Há dois anos eu acreditava, sumariamente, saber de tudo. Tinha a solução e, no mínimo, a equação para todos os problemas que orbitavam o planeta. Eu era um utopista dos mais baratos. Quando a queda me despertou, eu compreendi que podia e posso amar outras pessoas e me libertar dos conceitos fabricados pela sociedade moderna. Pois bem: me libertei. Voei alto, pousei. Alcei vôo novamente, aterrisei. Chorei. Sorri. Descobri novos rumos, novas decepções, novas alegrias, novas dúvidas, novos rostos cujos cortes de cabelo me fazem sonhar com os pés no chão. Então, por que a crise existencial senão para voltar ao Recanto e dizer a você, leitor(a), que não posso evoluir sem expressar o que me sufoca? E, afinal, o que me sufoca? A ausência da minha literatura ou a ausência do meu sono? É soma dos catetos que é igual ao quadrado da hipotenusa.
Eu voltei.
Há dois anos todas as cores mudaram para mim. Há dois anos eu me transformei na velocidade da luz na busca por felicidade. Deu certo.
Eu sou feliz.
Sou um sonhador.
Um errante da natureza, que se julga finito sob as condições humanas.

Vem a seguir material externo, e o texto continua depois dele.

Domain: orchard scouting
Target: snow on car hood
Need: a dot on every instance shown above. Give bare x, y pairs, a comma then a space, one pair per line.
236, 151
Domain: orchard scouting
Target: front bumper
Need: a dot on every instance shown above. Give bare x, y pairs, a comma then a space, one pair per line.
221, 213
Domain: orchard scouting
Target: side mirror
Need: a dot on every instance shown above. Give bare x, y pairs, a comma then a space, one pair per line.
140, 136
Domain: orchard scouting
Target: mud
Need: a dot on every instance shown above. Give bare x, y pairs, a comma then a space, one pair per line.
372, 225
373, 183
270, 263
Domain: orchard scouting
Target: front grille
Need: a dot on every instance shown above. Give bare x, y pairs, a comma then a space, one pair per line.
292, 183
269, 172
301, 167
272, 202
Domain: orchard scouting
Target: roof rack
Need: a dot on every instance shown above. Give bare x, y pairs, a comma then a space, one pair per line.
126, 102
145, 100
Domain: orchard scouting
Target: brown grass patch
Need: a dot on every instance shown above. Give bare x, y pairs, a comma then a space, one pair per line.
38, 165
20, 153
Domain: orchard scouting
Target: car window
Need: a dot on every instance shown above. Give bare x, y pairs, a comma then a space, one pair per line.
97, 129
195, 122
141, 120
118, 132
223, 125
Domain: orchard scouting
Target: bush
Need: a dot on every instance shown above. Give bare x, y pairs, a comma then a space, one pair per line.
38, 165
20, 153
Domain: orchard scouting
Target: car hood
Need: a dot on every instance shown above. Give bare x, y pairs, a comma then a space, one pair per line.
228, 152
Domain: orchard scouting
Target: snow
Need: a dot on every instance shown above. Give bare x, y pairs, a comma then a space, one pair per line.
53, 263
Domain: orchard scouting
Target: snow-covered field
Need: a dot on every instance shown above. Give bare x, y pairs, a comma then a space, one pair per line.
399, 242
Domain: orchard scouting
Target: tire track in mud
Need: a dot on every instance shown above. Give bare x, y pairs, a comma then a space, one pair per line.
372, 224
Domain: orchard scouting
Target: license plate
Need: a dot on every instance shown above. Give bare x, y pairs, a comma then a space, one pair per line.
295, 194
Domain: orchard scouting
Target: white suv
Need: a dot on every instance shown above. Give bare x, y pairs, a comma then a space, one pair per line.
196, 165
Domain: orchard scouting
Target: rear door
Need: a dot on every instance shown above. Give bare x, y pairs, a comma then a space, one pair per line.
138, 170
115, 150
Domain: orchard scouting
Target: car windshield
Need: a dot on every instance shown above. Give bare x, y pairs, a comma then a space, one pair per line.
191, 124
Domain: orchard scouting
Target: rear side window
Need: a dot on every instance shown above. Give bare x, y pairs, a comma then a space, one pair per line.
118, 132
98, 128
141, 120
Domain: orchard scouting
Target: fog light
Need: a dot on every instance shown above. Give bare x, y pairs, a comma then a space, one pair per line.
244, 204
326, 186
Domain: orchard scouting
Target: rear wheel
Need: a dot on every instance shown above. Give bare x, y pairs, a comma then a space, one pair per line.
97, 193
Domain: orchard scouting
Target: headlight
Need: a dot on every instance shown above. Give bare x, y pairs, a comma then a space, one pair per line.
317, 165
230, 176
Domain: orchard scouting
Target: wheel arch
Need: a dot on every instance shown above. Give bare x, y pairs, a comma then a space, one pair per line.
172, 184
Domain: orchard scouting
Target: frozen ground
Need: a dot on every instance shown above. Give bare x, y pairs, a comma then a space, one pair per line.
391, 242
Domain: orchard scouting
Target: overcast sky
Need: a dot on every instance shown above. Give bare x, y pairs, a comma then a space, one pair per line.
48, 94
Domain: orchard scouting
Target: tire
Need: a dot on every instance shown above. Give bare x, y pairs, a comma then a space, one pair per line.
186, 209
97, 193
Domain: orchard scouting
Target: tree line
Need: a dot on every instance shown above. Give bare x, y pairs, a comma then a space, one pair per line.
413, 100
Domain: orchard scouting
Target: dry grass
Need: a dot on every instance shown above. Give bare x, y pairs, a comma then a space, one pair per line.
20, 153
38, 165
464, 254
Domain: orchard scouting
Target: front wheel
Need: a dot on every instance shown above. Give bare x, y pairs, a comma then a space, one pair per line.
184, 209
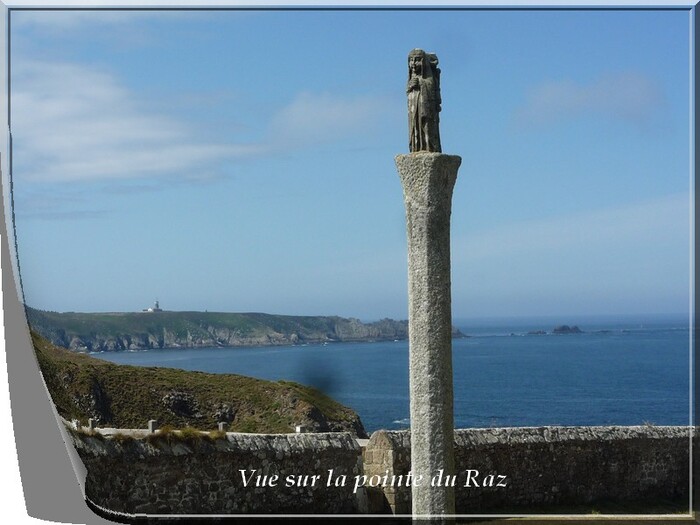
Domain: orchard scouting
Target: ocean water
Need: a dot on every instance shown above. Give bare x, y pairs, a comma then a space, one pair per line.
619, 372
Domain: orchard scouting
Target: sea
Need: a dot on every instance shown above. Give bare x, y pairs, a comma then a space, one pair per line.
619, 371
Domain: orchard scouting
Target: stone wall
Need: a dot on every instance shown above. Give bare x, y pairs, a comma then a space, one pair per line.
542, 467
154, 476
539, 468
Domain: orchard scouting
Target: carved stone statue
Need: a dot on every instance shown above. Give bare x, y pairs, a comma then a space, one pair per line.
424, 101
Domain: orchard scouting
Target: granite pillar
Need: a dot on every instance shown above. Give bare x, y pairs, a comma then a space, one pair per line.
428, 180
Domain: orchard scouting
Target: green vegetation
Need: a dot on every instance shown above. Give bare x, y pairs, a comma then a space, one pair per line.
123, 396
143, 330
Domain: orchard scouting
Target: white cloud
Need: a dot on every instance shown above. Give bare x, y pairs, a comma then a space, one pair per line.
65, 20
630, 97
71, 122
312, 118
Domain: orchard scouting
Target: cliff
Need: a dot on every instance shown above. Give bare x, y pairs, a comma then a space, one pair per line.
108, 332
123, 396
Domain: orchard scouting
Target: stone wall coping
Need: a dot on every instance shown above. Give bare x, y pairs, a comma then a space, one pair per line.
287, 444
545, 434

Contudo, também sou contraditório ao afirmar que as lembranças, quando penetradas na alma, se tornam imensuráveis. As pessoas e tudo que as cercam são feitas de lembranças, memórias. Daí a infinitude.
Há dois anos eu me tornei infinito.
Posso dormir, enfim, só.
Boa noite
Aos infinitos que amam sem cessar sonhos.